This poem explores the power of quiet when everything around you was meant to be loud.
I used to like nights for the calm, the quiet.
The daylight was once teeming with the sound of garages opening,
Cars driving past, dust from the street collecting around the open window.
I remember the sound of buses and car horns and people,
But only a little.
Only faintly.
The calm has crept into daylight, now.
With the sun comes an itch to hear something, anything,
Except for the quiet, that was always so characteristic of night.
I once liked the quiet.
Now I want anything but.
The color scheme of the day has changed.
What was once a season teeming with color
Has now become a season of gray and rain,
And the trees that once held the promise of flowers and leaves
Are hidden as I'm walled in by the buildings around me.
Locked.
The music I once listened to for pleasure
Has now become a way of muting the sounds around me,
Or the lack of sounds,
And pretending that, over the blaring chorus,
There is a noise I can't hear, but will,
If I just turned the volume down.
But, I don't turn the volume down.
I live in the false ambiguity,
Knowing that, if I stop,
I'll remember the loneliness and the quiet that I was supposed to only hear at night.

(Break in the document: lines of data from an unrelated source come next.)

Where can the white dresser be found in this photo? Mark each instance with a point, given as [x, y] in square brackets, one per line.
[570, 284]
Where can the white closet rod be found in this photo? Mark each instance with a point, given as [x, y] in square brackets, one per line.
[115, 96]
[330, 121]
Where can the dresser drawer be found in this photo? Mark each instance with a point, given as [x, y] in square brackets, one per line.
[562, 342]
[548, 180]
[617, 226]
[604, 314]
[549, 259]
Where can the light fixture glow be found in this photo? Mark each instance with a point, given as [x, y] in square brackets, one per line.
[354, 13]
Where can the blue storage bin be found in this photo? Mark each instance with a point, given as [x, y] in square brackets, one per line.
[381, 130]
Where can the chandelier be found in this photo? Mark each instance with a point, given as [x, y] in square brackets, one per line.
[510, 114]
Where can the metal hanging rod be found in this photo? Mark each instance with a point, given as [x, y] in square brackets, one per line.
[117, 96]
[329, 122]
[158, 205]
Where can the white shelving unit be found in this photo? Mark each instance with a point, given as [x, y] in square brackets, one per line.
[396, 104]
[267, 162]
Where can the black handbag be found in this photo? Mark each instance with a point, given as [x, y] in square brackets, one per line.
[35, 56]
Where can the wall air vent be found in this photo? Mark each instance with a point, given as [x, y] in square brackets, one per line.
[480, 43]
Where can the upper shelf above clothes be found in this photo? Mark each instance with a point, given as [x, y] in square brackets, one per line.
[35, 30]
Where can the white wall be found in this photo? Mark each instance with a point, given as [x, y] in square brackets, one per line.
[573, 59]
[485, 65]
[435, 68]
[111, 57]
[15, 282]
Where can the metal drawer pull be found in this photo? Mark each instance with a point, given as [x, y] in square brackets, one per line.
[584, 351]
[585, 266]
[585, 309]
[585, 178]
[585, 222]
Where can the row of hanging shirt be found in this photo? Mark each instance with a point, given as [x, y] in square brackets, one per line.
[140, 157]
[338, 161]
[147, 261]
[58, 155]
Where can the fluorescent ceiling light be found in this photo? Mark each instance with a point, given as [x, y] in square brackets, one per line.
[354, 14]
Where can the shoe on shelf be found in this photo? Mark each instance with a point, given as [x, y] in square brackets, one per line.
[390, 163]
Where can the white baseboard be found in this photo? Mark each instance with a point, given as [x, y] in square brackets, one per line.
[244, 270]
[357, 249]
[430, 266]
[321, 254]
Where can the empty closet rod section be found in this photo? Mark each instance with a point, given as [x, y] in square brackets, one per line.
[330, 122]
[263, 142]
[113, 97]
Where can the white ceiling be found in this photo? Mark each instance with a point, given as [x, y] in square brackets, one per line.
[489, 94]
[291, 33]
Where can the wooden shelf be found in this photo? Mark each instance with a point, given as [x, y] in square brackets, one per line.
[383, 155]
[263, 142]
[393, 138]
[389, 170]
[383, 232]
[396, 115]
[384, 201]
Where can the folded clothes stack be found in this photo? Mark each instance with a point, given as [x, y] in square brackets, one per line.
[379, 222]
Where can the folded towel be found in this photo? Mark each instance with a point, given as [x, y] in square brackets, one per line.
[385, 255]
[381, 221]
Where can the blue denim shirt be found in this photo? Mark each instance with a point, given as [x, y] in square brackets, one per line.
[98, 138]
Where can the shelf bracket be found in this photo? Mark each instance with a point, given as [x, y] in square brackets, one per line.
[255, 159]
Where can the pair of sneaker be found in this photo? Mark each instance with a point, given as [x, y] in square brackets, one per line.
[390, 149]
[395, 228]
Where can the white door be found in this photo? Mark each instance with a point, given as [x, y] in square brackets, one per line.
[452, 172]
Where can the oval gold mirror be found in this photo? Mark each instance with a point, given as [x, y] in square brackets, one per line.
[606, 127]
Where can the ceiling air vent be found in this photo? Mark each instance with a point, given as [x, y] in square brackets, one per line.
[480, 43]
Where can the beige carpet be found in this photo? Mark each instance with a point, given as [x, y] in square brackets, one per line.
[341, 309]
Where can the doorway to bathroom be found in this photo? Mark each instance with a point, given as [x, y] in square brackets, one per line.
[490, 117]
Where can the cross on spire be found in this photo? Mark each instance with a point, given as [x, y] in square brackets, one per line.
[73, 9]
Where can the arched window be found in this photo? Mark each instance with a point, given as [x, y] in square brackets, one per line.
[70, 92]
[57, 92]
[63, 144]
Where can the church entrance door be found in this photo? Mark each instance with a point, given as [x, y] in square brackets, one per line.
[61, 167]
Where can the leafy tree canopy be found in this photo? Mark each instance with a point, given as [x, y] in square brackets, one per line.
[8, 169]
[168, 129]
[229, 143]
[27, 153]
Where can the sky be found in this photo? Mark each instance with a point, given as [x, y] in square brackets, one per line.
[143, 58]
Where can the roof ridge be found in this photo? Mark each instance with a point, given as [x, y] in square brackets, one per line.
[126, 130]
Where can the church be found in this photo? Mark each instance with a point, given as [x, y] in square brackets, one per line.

I wake up early just to drink the coffee I used to drink,
And I watch the gray color envelop me
As I strain my ears to hear garages opening,
Cars driving below me,
Kids laughing,
People living.
I look across the balcony and I see a woman alone
at her gray dining room table.
I sit down and imagine that she's waiting for her husband to
open the garage,
walk-in,
hug her.
She stares at the wall,
Eats the last bite,
Takes her plate to the sink,
And sits on the couch.
She gets a call and answers it.
She laughs as a treacherous tear falls down her face.
She doesn't reach to wipe it away.
She thinks, who's going to see it?
So I go back inside,
I open a book,
And I read about the many colors of spring as I hear
Only her voice travel through the open window
And into my home.
She stops talking only when night falls,
And the quiet is back.
I close my eyes and pretend like it only just came.